Jessie hocha la tête, curieuse. Natasha fit défiler rapidement la vidéo du hall vers l’avant, s’arrêtant à chaque fois que quelqu’un y passait. Personne n’approcha de la chambre de l’homme mais, à 22 h 14, exactement treize minutes après que l’homme était entré dans sa chambre, l’ascenseur s’ouvrit et une femme en sortit.

C’était une blonde superbe aux cheveux qui tombaient jusqu’au milieu du dos. Elle portait d’énormes lunettes de soleil qui lui cachaient les traits et un trench-coat à ceinture et à col montant. Elle marcha dans le hall en regardant les numéros des chambres puis s’arrêta devant la porte de l’homme. Elle frappa. La porte s’ouvrit seulement quelques secondes plus tard et elle entra.

Il n’arriva rien pendant les trente-et-une minutes qui suivirent, mais, à 22 h 45, la femme quitta la chambre et repartit par là où elle était arrivée. Cette fois-ci, elle marchait vers la caméra et Jessie put mieux la voir.

Elle portait encore les lunettes de soleil et le manteau, mais, même avec eux, Jessie voyait que la femme était très belle. Ses pommettes semblaient avoir été sculptées par un artiste. Même sur ce petit moniteur, sa peau avait l’air immaculée et on comprenait que, sous cette veste, elle avait une silhouette qui pouvait facilement pousser un homme politique riche et excité à mettre sa carrière en danger.

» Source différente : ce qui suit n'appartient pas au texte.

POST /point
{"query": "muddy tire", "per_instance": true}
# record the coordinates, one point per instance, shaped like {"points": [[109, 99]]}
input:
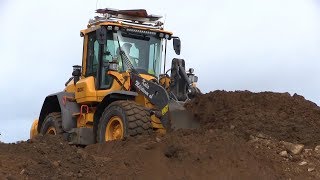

Jessie remarqua aussi autre chose. La femme semblait se diriger vers les ascenseurs … avec nonchalance. Elle n’avait pas l’attitude de quelqu’un qui se presse. Il était tout à fait possible que, seulement quelques minutes auparavant, elle ait drogué un homme puis l’ait tué par strangulation, et pourtant, dans sa façon de se comporter, rien ne suggérait l’inquiétude ou l’anxiété. Elle avait l’air pleine d’assurance.

Alors, Jessie fut certaine qu’ils avaient affaire à plus qu’un simple crime passionnel ou à un vol qui tourne mal. Si cela avait été une rencontre physique qui avait dégénéré, la femme aurait eu l’air beaucoup plus troublée et pressée. Si cela avait été un simple vol, elle aurait pu quitter la chambre moins de dix minutes après qu’elle y était entrée.

Pourtant, elle était restée une demi-heure. Elle avait pris son temps. Elle avait détruit le téléphone de l’homme et lui avait pris toutes ses cartes, son liquide et ses pièces d’identité, alors même qu’elle avait forcément compris que l’identité de cet homme ne tarderait pas à être découverte. Elle avait même laissé les photos de famille dans le portefeuille.

Chose encore plus remarquable, elle n’avait apparemment laissé aucune empreinte digitale dans la chambre, ni sur le verre, ni sur d’autres surfaces de la chambre ni sur le cou de l’homme. C’était le travail d’une femme qui avait soigneusement préparé son coup, qui avait pris son temps et qui y avait trouvé du plaisir.